Kimi insan için yenilik ve değişim bilinmeyendir. Bu bilinmeyene kendini teslim etmek, kişiye güvensiz gelebilir. Bu nedenle değişime direnç gösterebilir. “Olduğu gibi kalmak, bilinmeyenden daha güvenlidir” diye düşünebilir. Ne de olsa şu andaki konum doğrusu ve yanlışıyla, kolayı ve zoruyla kanıksanmıştır. Şimdi yeni bir maceraya atılmanın gereği yoktur. Sonucunun ne olacağı bilinmeyen bir değişim, bu tarz düşünen insanları korkutur.

Güzel bir söz vardır bizde: “Korkunun ecele faydası yoktur.” Korkmak, çözümsüz kalmaktır. Elini, kolunu bağlayıp beklemektir. Oysa insan muhteşem özelliklerle yaratılmıştır. Yeter ki özelliklerimizin farkında olalım. Her güçlüğün üstesinden gelebilecek yetenekler verilmiştir insana.
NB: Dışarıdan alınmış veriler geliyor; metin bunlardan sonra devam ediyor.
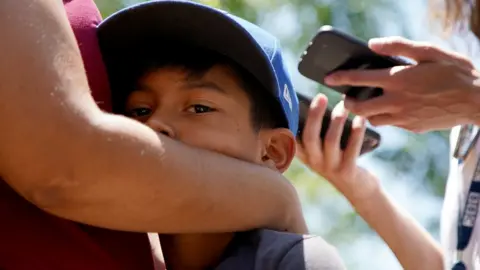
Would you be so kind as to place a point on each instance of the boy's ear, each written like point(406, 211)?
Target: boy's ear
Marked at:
point(279, 148)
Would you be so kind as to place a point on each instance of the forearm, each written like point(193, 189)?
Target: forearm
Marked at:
point(60, 152)
point(411, 244)
point(138, 181)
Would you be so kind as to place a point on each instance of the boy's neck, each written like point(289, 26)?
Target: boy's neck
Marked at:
point(194, 251)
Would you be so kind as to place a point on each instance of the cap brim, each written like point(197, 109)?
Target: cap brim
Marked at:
point(121, 35)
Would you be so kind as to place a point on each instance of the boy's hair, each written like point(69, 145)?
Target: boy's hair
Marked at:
point(265, 110)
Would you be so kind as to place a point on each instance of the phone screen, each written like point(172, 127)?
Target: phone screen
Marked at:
point(370, 142)
point(331, 50)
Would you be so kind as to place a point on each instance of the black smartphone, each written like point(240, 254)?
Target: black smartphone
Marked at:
point(331, 50)
point(371, 139)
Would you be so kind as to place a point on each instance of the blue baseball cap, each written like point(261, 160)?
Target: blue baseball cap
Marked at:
point(248, 45)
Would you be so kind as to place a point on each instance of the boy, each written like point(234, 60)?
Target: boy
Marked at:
point(213, 81)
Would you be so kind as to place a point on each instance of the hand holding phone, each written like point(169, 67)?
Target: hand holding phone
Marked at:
point(338, 166)
point(332, 50)
point(371, 139)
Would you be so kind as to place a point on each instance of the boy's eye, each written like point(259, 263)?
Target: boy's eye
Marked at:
point(197, 108)
point(139, 112)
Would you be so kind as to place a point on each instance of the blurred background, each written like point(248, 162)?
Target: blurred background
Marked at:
point(412, 168)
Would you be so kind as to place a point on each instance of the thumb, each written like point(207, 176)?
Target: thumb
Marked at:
point(399, 46)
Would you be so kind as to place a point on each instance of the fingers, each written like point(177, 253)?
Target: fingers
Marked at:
point(333, 136)
point(418, 51)
point(355, 142)
point(301, 153)
point(375, 106)
point(311, 133)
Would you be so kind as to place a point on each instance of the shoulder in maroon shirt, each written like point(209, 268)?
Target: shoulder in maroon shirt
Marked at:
point(33, 239)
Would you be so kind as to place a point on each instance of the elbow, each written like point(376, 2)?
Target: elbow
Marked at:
point(55, 195)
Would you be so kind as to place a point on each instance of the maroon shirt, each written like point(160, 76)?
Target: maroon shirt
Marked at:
point(33, 239)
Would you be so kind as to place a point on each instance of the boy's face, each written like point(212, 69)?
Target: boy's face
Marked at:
point(211, 112)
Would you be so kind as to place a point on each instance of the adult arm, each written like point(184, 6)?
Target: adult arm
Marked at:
point(439, 91)
point(60, 152)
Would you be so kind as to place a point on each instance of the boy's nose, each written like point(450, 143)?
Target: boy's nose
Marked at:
point(161, 127)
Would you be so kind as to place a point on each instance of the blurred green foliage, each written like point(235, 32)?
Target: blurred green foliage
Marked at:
point(417, 161)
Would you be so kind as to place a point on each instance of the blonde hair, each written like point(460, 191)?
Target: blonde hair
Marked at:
point(457, 15)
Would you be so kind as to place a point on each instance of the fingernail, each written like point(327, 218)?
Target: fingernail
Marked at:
point(375, 40)
point(340, 110)
point(348, 103)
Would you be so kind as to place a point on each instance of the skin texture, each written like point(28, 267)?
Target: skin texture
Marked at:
point(438, 92)
point(411, 244)
point(137, 179)
point(212, 112)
Şimdi size bir SUFİ kuralını aktaracağım: “Karşına çıkan değişimlere direnmek yerine, teslim ol. Bırak hayat sana rağmen değil, seninle beraber aksın. “Düzenim bozulur, hayatımın altı üstüne gelir” diye endişe etme. Nereden biliyorsun hayatının altının üstünden daha iyi olmayacağını?” Ben de tamamen katılıyorum buna. Değişimler olmadan, yeniliklere ayak uydurmadan yaşanacak bir hayat, tek düzedir. Kendimizi güvende hissedeceğiz diye korkarak, çekinerek yaşamak eksik kalmaktır. Belki çok daha huzurlu ve mutlu olacak bir yaşama sırtını dönmektir. Yani bir nevi yaşamdan kaçmaktır.
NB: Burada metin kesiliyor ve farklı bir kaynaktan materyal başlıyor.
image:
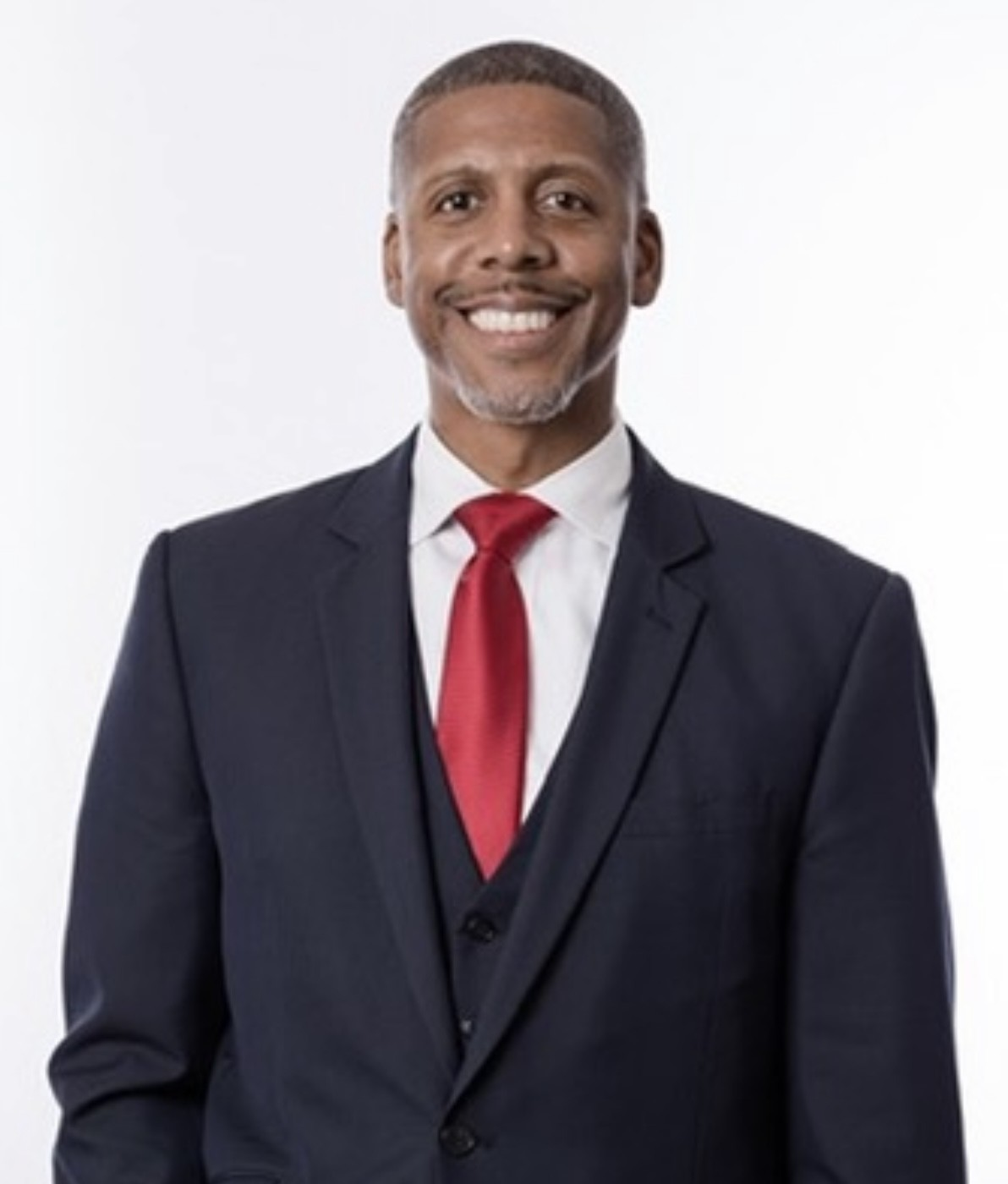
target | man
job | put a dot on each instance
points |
(310, 941)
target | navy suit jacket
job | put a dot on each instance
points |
(729, 962)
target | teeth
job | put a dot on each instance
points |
(494, 320)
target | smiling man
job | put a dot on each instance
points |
(508, 810)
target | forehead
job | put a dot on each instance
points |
(497, 126)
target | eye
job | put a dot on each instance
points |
(457, 201)
(567, 201)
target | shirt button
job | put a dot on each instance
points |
(479, 929)
(457, 1140)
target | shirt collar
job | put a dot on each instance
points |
(590, 493)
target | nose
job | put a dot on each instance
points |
(514, 238)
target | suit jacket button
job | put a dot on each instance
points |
(457, 1140)
(479, 929)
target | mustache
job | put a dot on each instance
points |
(558, 293)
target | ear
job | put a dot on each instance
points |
(392, 260)
(649, 258)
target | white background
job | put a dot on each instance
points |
(191, 200)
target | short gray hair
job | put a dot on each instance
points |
(516, 63)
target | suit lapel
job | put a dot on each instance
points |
(366, 625)
(642, 643)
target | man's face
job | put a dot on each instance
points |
(517, 248)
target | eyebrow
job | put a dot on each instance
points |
(573, 167)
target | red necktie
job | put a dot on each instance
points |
(484, 712)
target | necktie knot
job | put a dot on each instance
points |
(504, 523)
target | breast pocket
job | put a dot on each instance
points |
(667, 816)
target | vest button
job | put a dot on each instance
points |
(457, 1140)
(479, 929)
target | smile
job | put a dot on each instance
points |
(496, 320)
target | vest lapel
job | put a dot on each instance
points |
(642, 643)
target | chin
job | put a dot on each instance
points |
(516, 408)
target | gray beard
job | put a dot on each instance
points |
(529, 408)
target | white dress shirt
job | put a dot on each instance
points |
(563, 573)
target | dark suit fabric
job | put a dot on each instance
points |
(727, 962)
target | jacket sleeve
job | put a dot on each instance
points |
(874, 1092)
(145, 1003)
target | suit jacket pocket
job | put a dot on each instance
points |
(654, 816)
(244, 1177)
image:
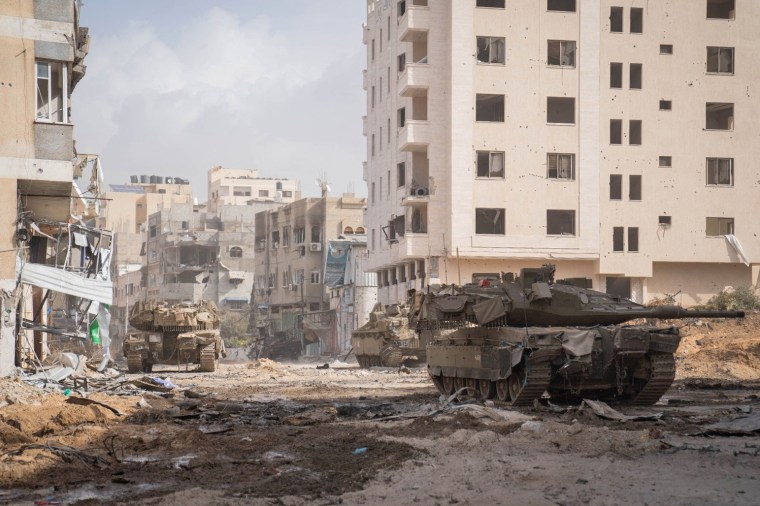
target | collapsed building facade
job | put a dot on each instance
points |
(615, 141)
(54, 263)
(291, 243)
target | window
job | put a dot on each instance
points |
(634, 132)
(720, 116)
(560, 110)
(616, 19)
(720, 171)
(717, 227)
(489, 221)
(52, 97)
(489, 108)
(561, 53)
(721, 9)
(490, 49)
(633, 239)
(616, 131)
(560, 222)
(637, 20)
(616, 187)
(491, 164)
(634, 187)
(560, 166)
(720, 60)
(618, 233)
(635, 76)
(560, 5)
(616, 75)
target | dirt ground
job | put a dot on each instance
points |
(271, 433)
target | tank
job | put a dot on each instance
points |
(180, 334)
(386, 339)
(515, 338)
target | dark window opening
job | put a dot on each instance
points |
(616, 131)
(616, 75)
(634, 187)
(721, 9)
(560, 110)
(720, 116)
(637, 20)
(720, 60)
(494, 4)
(489, 108)
(560, 5)
(634, 132)
(617, 239)
(633, 239)
(616, 19)
(560, 222)
(489, 221)
(635, 77)
(616, 187)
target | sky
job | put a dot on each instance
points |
(175, 87)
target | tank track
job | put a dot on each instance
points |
(208, 358)
(662, 376)
(534, 385)
(134, 363)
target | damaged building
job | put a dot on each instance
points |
(54, 262)
(291, 243)
(614, 141)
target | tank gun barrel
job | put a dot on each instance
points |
(677, 312)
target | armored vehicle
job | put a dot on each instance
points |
(386, 339)
(180, 334)
(515, 338)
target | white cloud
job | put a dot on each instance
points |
(223, 89)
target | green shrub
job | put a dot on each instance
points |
(733, 299)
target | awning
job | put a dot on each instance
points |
(58, 280)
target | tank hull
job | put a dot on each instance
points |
(632, 364)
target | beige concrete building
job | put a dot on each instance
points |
(290, 257)
(246, 187)
(42, 48)
(614, 139)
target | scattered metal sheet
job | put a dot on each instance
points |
(603, 410)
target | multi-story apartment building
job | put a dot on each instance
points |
(246, 187)
(290, 259)
(613, 139)
(42, 48)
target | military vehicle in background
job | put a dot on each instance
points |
(386, 339)
(515, 338)
(180, 334)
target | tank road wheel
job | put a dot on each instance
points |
(448, 385)
(134, 363)
(208, 358)
(486, 388)
(515, 383)
(502, 390)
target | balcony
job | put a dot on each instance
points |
(415, 136)
(415, 25)
(415, 81)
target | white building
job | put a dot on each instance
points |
(613, 139)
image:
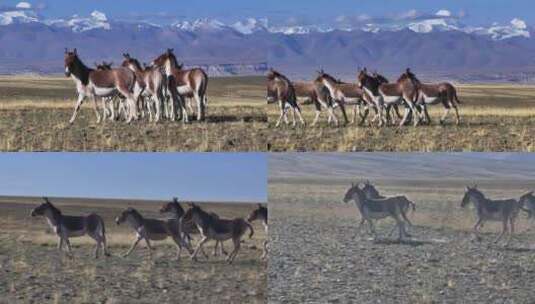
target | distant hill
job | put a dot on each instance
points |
(436, 47)
(403, 166)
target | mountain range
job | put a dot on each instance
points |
(437, 44)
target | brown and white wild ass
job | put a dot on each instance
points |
(100, 83)
(404, 91)
(431, 94)
(344, 93)
(189, 83)
(279, 88)
(66, 226)
(153, 83)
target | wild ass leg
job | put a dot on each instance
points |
(236, 242)
(133, 246)
(95, 107)
(199, 247)
(504, 230)
(282, 107)
(457, 118)
(443, 118)
(79, 102)
(200, 106)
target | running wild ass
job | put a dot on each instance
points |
(404, 91)
(188, 83)
(153, 84)
(378, 208)
(431, 94)
(280, 89)
(188, 227)
(504, 211)
(260, 213)
(152, 230)
(372, 193)
(212, 228)
(66, 226)
(100, 83)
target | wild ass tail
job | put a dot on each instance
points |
(251, 228)
(455, 96)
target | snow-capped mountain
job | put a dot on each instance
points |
(97, 20)
(441, 21)
(32, 43)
Hayat güzellikleri, kolaylıkları ve güçlükleriyle anlamlıdır. Zoru yaşamayan, kolayın değerini bilemez. Zor olanın da kendine özgü bir eğitim yanı vardır. Yaşamda zordan kolaya, inişten çıkışa geçtiğimiz zaman anlarız, elde edilenin ne kadar değerli olduğunu. Deneyimler kazanırız. Hatalarımızı tekrarlamamak içindir bu deneyimler. Yaşamın her aşamasında bize yol gösterirler, ışık tutarlar.  

Değişimler sürecinde çıkılan yolun ucunun nereye varacağını düşünmek ve bununla ilgili endişelere kapılmak yersizdir. Korkmak yerine ilk adımı atmak yeterlidir. Zaten bize düşen görev de budur. Kararlı ve inançlı olarak ilk adımı atmak… Gerisi kendiliğinden gelir. Yenilikler ve değişimler gözümüzü korkuttukça yaşamdan koparız. Geride kalırız. Onlara ayak uydurarak yaşadığımızda ise yaşamın ahengine uyum sağlarız. Hayatla birlikte akarız. Güzel olan da bu değil midir?